Di antara keempatnya masih ada satu operator yang diduga memiliki kondisi finansial yang berat dan merugi. Dengan demikian, satu tahap lagi konsolidasi memungkinkan terjadi.
Senada dengan Dendi, Heru memandang, konsolidasi antarpenyelenggara telekomunikasi, khususnya penyelenggara telekomunikasi seluler, masih dibutuhkan karena kebutuhan spektrum frekuensi yang membesar. Penggelaran layanan 5G, misalnya, setiap operator idealnya memiliki lebar pita spektrum frekuensi sejumlah 100 megahertz (MHz) supaya kecepatan layanan bisa maksimal. Sementara saat ini, belum ada operator yang mempunyai total lebar sebanyak itu.
”Selain berharap pemerintah segera membuka lelang baru spektrum frekuensi, konsolidasi antarsesama penyelenggara telekomunikasi bisa dilakukan,” ujar Heru.
Idealnya dengan konsolidasi, kecukupan lebar pita spektrum frekuensi bisa terpenuhi. Distribusi layanan seluler kepada masyarakat bisa lebih optimal dan berkualitas.
”Jika terjadi merger atau akuisisi, pemerintah seharusnya tetap melakukan pengawasan kualitas layanan dan kompetisi yang sehat agar konsumen benar-benar merasa diuntungkan,” imbuhnya.
Sepanjang 2017–1 Juni 2023, BPKN menerima 8.607 pengaduan konsumen. Pengaduan mengenai jasa telekomunikasi selalu menempati lima besar pengaduan terbanyak.

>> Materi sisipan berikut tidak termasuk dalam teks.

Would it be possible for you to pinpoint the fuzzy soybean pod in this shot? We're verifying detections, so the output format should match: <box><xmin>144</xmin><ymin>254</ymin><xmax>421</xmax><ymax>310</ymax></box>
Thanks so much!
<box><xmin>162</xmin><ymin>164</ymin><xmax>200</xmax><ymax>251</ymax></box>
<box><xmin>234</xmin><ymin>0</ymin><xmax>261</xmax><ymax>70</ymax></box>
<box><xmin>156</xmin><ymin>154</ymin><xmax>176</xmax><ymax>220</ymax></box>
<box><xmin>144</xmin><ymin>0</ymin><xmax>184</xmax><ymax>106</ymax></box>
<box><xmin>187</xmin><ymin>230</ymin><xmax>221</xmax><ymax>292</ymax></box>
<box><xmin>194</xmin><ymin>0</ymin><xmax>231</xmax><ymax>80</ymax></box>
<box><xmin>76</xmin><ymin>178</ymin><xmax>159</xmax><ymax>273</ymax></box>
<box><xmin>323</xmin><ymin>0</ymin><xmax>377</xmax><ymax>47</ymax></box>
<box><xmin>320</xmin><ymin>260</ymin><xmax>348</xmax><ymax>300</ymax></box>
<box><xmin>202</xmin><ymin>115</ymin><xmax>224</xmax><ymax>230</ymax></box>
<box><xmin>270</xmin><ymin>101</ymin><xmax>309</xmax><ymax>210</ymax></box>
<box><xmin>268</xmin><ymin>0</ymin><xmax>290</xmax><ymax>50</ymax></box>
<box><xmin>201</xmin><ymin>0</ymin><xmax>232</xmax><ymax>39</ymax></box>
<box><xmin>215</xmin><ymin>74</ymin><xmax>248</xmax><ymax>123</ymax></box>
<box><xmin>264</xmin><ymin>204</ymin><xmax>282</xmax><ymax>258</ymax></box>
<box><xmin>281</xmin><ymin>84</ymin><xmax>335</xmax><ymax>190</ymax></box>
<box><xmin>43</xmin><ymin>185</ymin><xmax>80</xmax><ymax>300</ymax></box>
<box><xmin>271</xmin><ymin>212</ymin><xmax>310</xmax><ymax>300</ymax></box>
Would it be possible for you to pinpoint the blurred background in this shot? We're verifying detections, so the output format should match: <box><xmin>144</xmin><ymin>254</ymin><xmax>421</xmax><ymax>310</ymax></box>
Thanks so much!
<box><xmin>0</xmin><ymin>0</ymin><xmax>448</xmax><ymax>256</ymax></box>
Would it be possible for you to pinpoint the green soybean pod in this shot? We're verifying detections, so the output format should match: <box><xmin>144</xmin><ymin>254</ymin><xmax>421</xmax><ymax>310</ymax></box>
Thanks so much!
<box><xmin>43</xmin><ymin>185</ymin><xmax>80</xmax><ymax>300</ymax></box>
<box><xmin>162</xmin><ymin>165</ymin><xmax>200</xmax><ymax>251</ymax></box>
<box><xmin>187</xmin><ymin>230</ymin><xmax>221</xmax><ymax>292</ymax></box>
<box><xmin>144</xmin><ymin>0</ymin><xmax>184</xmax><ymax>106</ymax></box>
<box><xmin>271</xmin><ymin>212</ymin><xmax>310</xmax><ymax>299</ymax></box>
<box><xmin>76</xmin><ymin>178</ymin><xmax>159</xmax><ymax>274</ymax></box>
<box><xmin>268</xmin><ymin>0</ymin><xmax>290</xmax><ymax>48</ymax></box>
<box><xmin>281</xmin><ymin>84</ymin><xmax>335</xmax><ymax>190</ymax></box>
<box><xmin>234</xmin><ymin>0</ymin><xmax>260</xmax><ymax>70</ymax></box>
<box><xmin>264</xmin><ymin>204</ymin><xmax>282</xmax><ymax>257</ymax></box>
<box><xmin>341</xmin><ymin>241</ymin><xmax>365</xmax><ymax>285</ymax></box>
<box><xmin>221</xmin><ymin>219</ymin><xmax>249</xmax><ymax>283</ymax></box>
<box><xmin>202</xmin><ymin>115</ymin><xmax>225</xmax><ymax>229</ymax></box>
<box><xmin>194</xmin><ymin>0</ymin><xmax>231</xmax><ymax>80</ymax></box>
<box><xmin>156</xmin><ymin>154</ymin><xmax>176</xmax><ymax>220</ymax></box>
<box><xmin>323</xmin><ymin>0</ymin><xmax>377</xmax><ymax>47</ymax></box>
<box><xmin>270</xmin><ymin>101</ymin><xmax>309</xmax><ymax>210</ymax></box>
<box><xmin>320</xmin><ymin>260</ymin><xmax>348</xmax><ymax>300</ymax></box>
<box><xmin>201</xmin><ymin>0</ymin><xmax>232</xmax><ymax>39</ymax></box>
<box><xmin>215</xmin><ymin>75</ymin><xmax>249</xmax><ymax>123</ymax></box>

Sesuai laporan riset ”Telecommunication: Convergence Strategy Rollout Amid A Saturated Mobile Internet Market”yang dirilis oleh Mirae Asset Sekuritas (3/8/2023), pada semester I-2023, jumlah pengguna gabungan Telkomsel (153,3 juta), Indosat (100 juta), XL Axiata (58 juta), dan Smartfren (35,5 juta) sebanyak 346,8 juta. Jika dibandingkan dengan total populasi yang hanya berjumlah 277,8 juta jiwa, Indonesia berarti memiliki 124,8 pengguna layanan seluler untuk setiap 100 orang dalam populasi.
Direktur Telekomunikasi Kemenkominfo Aju Widya Sari, saat dikonfirmasi, mengatakan, pihaknya belum memperoleh informasi terbaru terkait kepastian rencana konsolidasi lagi di antara penyelenggara telekomunikasi. Dua tahun terakhir, dia membenarkan telah terjadi beberapa aksi konsolidasi. Pada tahun 2021, misalnya, operator telekomunikasi Ooredoo QPSC dan CK Hutchison Holdings Limited sepakat mengintegrasikan bisnis keduanya di Indonesia, yakni PT Indosat Tbk atau Indosat Ooredoo dan PT Hutchison Tri Indonesia, menjadi PT Indosat Ooredoo Hutchison Tbk.
Kemudian, pada Januari 2022, operator telekomunikasi Axiata Group Berhad dan PT XL Axiata Tbk resmi menandatangani perjanjian jual-beli saham bersyarat untuk mengambil alih 66,03 persen saham perusahaan penyelenggara jaringan tetap telekomunikasi PT Link Net Tbk.
Direktur Jenderal Informasi dan Komunikasi Publik Kemenkominfo Usman Kansong menekankan, kementerian tengah mendorong peningkatan kolaborasi ataupun konsolidasi antarsesama penyelenggara telekomunikasi. Salah satu tujuannya adalah mengurangi kompetisi tidak sehat.
”Mengenai kapan implementasi, kami menyerahkan kepada keputusan setiap penyelenggara telekomunikasi. Kami rasa, lebih cepat realisasi akan lebih baik,” kata Usman.
Salah satu penyelenggara telekomunikasi, yakni PT XL Axiata Tbk (XL Axiata), meyakini bahwa konsolidasi akan memberikan manfaat bagi industri itu sendiri dan masyarakat. Group Head Corporate Communications XL Axiata Retno Wulan mengatakan, perusahaan senantiasa terbuka untuk menjajaki berbagai kemungkinan untuk dapat melakukan aksi konsolidasi dengan pihak manapun.